|Title||17th Australian Infantry Battalion|
17th Australian Infantry Battalion
The 17th Battalion was raised at Liverpool in New South Wales in March 1915 as part of the 5th Brigade. It left Australia in early May, trained in Egypt from mid-June until mid-August, and on 20 August landed at ANZAC Cove.
At Gallipoli the Battalion participated in the last action of the August Offensive ' the attack on Hill 60 ' before settling into defensive routine in the trenches. For a short period part of the 17th garrisoned Pope's Hill, but for most of its time on the peninsular the Battalion was responsible for the defence of Quinn's Post, one of the most contested positions along the entire ANZAC front. The Battalion was evacuated from Gallipoli in December 1915.
After further training in Egypt, the 17th Battalion proceeded to France. Landing there on 22 March 1916, it took part in its first major battle at Pozieres between 25 July and 5 August. The Battalion returned to the Pozieres trenches for a second time, although in a reserve role, between 18 and 28 August. After a spell in a quieter sector of the front in Belgium, the 2nd Division, which included the 5th Brigade, came south again in October. The 17th Battalion was spared from having to mount an attack across the quagmire the Somme battlefield had become, but did have to continue manning the front through a very bleak winter.
In 1917 the 17th was involved in the follow-up of German forces after their retreat to the Hindenburg Line, and was one of four battalions to defeat a counter-stroke by a German force, almost four times as strong, at Lagincourt. The battalion took part in three major battles before the year was out, second Bullecourt (3-4 May) in France, and Menin Road (20-22 September) and Poelcappelle (9-10 October) in Belgium.

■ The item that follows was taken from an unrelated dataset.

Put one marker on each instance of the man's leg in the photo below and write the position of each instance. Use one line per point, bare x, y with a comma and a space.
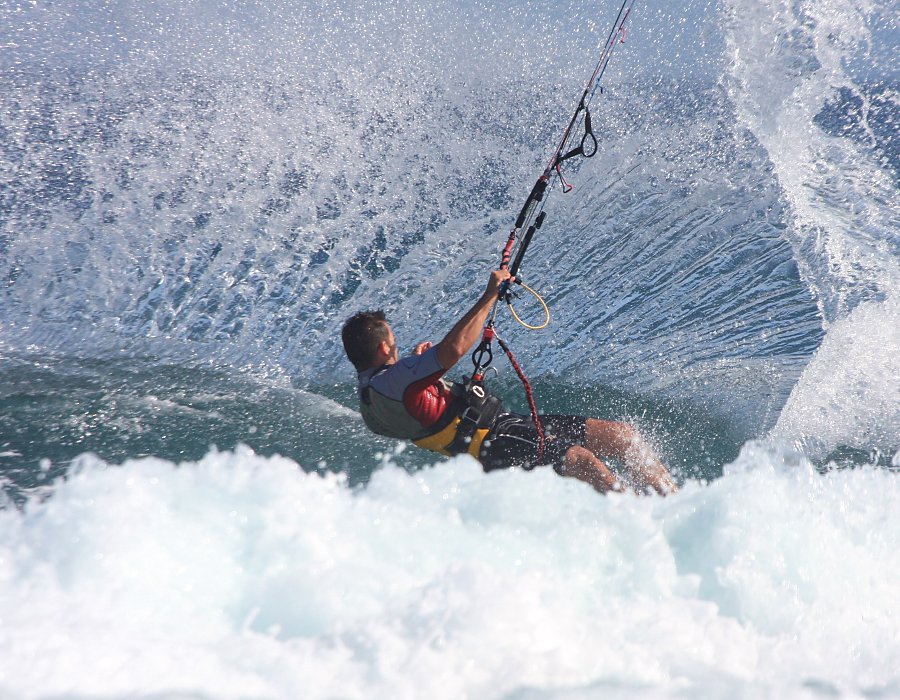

After another winter of trench duty, 17th Battalion helped to thwart the German Spring Offensive of 1918. With this last desperate offensive defeated, the Allied armies turned to the offensive and the 17th participated in the battles that pushed the German Army ever closer to defeat: Amiens on 8 August, the legendary attack on Mont St Quentin on 31 August, and the forcing of the Beaurevoir Line around Montbrehain on 3 October. Montbrehain was the battalion's last battle. It was training out of the line when the armistice was declared in November 1918, and was disbanded in April 1919.